Comparison of results with internal targets and external benchmarks
The general education student learning goals include both direct and indirect benchmarks. Programs determine levels of Mastery for direct measures of student learning outcomes and report these in a matrix. Institutional Targets are reflected in the table below. Since the College uses embedded assessment measures, there are no external benchmarks of the learning outcomes. The career and technical programs are an exception to this because many have have external capstone exams/licensure requirements.
Table 1.1 Institutional Target—Student Learning Outcomes
At least 10–15% of students should gain mastery of the SLO being assessed.
At least 65–70% of students should be progressing on the SLO being assessed.
Less than 20% of students should exhibit low or no mastery of the SLO being assessed.
While the first two years of assessment show targets well above the institutional targets, some of these results are due to maturing assessment instruments. The overall mastery indicators should fall over time to more accurately reflect students progressing in their skills.
Institutional targets for indirect assessment of general education curriculum: The campus has spent the first two years of developing the assessment establishing baseline data for survey questions within CCSSE that reflect student perception of the general education curriculum. The College is administering the full CCSSE survey in Spring 2018. Along with the baseline data, this should provide some strong indications of student perception of learning in the general education requirements.
|Table 1.2 Institutional Target—Indirect Assessment of General Education Curriculum|
|Indirect Assessment of|
Student Learning Outcomes
Survey results from CCSSE question(s):
"How much has your experience at this college contributed to your knowledge, skills, and personal development in the following areas?"
- Acquiring a broad general education
- Writing clearly and effectively
- Speaking clearly and effectively
- Thinking critically and analytically
- Solving numerical problems
- Using computing and information technology
- Working effectively with others
- Understanding people of other racial and ethnic backgrounds
National 50th percentile of community college students responding to CCSSE questions
Interpretation of results and insights gained
In this second year of data submission for general education outcomes, no general education courses chose student learning outcome number two—collaborate respectfully with others. Although there are several career and technical programs that assess this particular outcome, it does not appear to be an integral part of the general education curriculum and will need to be revisited by the faculty at the end of the three-year cycle of data collection. The other learning outcome receiving little assessment activity is outcome number eight—use current technology efficiently and responsibly. Although technology is used throughout the College in multiple disciplines and coursework, it may be that it is used primarily as a tool for learning, and not as a learning outcome within the disciplines and coursework. As with learning outcome number two, the faculty will need to revisit outcome eight following completion of the three-year assessment cycle for the general education curriculum.

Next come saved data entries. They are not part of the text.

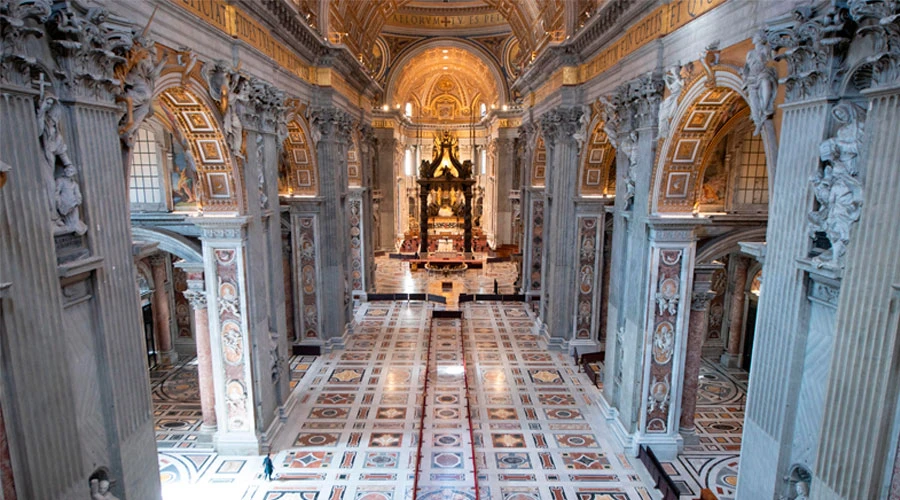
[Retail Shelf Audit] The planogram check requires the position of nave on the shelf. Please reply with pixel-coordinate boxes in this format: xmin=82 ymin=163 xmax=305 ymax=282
xmin=154 ymin=259 xmax=746 ymax=500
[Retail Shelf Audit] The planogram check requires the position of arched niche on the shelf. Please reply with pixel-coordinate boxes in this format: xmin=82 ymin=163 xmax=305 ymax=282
xmin=579 ymin=118 xmax=616 ymax=196
xmin=531 ymin=135 xmax=547 ymax=187
xmin=650 ymin=70 xmax=773 ymax=214
xmin=278 ymin=113 xmax=319 ymax=196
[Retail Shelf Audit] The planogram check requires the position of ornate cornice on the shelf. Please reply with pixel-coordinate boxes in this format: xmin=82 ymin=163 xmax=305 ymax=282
xmin=541 ymin=107 xmax=585 ymax=146
xmin=309 ymin=108 xmax=353 ymax=144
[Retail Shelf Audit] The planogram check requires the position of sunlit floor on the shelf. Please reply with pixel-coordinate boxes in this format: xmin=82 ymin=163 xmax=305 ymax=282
xmin=154 ymin=259 xmax=746 ymax=500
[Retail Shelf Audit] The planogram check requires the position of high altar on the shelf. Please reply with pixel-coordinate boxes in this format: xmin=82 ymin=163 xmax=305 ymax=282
xmin=417 ymin=131 xmax=475 ymax=254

Overall mastery remains somewhat higher than expectations, but assessment instruments are still maturing after only two cycles of general education assessment. The Office of Outcomes Assessment has provided additional training and information on Bloom’s Cognitive Taxonomy as a way to discuss appropriate levels of assessment and how to approach writing assessment questions and assessment instruments. As the overall assessment measures mature over time, the results should shift more toward progressing as the prevailing measurement of student performance.